Let $H_{\mathbf{Q}}$ and $H_{\mathbf{Q}}^'$ be two pure Hodge structures of weight $n$ and $n'$ respectively. How do you prove the following simple fact:

fact: If $n>n'$ and $f:H_{\mathbf{Q}}\rightarrow H_{\mathbf{Q}}^'$ is a morphism which respects the filtrations over $\mathbf{C}$, then $f=0$.

I don't quite see how to use the assumption $n>n'$...

added

My original question was related to the fact that asking the morphism to be compatible with the torus action seems to be a stronger condition that only asking for the filtration to be preserved.
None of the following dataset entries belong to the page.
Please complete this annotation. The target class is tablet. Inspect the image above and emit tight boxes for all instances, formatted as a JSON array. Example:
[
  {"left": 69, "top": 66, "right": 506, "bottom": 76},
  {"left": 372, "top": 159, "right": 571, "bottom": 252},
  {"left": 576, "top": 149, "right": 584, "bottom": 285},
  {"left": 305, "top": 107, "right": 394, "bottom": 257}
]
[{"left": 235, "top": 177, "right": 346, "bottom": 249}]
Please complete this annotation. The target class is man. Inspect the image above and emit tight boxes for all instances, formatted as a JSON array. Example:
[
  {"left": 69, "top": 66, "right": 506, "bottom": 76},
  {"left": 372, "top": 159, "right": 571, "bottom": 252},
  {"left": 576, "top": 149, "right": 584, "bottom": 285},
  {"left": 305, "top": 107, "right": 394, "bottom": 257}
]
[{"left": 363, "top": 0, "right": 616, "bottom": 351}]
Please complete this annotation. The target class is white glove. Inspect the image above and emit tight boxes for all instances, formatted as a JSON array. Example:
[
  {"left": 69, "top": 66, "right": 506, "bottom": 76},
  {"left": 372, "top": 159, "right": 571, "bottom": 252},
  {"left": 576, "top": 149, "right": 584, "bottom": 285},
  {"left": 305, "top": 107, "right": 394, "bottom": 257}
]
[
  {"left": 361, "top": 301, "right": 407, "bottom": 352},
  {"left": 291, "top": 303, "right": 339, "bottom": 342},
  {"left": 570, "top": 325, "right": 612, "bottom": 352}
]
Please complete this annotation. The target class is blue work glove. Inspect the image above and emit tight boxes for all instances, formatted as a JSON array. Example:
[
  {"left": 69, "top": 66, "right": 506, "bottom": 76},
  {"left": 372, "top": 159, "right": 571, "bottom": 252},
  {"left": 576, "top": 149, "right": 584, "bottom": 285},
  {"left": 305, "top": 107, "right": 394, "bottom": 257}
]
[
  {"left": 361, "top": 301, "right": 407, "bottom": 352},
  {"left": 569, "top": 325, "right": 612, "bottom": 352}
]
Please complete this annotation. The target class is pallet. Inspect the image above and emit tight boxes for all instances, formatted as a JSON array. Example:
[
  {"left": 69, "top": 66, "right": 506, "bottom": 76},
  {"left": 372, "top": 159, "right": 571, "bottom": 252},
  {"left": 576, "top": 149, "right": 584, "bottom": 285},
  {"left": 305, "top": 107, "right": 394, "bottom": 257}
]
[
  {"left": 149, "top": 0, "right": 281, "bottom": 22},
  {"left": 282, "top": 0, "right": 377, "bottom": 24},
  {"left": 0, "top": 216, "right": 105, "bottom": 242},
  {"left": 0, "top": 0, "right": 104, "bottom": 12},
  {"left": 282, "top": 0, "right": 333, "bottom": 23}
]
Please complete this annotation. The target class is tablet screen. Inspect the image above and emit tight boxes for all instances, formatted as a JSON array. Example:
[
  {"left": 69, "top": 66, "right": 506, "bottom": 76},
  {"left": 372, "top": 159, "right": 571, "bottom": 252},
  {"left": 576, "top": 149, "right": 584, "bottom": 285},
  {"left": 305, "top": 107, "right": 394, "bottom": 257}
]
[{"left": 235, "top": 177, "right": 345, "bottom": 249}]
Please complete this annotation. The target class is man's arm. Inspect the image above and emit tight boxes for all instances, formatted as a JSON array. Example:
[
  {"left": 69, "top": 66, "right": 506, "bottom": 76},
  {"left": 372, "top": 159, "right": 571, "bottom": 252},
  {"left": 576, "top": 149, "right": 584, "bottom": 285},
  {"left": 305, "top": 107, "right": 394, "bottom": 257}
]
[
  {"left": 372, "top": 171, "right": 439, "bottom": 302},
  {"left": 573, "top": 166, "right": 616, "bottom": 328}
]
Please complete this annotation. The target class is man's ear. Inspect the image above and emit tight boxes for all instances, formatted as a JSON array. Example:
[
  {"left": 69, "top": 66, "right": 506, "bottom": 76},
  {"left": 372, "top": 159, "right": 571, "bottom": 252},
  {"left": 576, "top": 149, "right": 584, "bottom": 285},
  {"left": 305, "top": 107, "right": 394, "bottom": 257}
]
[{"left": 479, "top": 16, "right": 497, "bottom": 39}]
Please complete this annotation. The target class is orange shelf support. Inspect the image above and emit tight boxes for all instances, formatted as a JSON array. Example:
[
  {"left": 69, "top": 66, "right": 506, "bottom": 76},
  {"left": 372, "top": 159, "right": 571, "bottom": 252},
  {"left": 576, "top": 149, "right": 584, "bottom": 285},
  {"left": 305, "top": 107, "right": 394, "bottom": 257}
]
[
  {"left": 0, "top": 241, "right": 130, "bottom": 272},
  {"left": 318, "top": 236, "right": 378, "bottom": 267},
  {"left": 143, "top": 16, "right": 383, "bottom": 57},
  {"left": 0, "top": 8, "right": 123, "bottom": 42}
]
And I guess that in general this is all you can say. This reflexion was motivated by Deligne Scholie 5.1 in Hodge 1 which says the following:

Scholie 5.1 Soit $H$ et $H'$ des structures de Hodge de poids $n$ et $n'$ avec $n>n'$.Soit $f:H_{Q}\rightarrow H_Q'$ un morphisme tel que $f:H_C\rightarrow H_C'$ respecte $F$. Alors $f=0$.

Q: So how should I interpret Scholie 5.1?

Answer 1

Here is a proof of the Scholie:

For a pure Hodge structure $H$ of weight $n$ we have $H_{\mathbb{C}} = \oplus_{p+q=n} H^{p,q}$ where we have $H^{p,q} := F^p \cap \bar{F}^q$. The key point is that $H^{p,q}$ as defined above is $0$ if $p+q > n$ (but not if $p+q < n$). This is because for a pure Hodge structure of weight $n$ we have $F^p = \oplus_{p' \geq p, p' +q' = n} H^{p',q'}$ and $\bar{F}^q = \oplus_{q' \geq q, p' + q' = n} H^{p',q'}$.

The Scholie now follows easily: It suffices to prove that $f(H^{p,q}) = 0$ for all $p+q = n$. Since $f$ is defined over $\mathbb{Q}$, $f(H^{p,q}) \subset H'^{p,q}$ and the latter is $0$ if $n > n'$.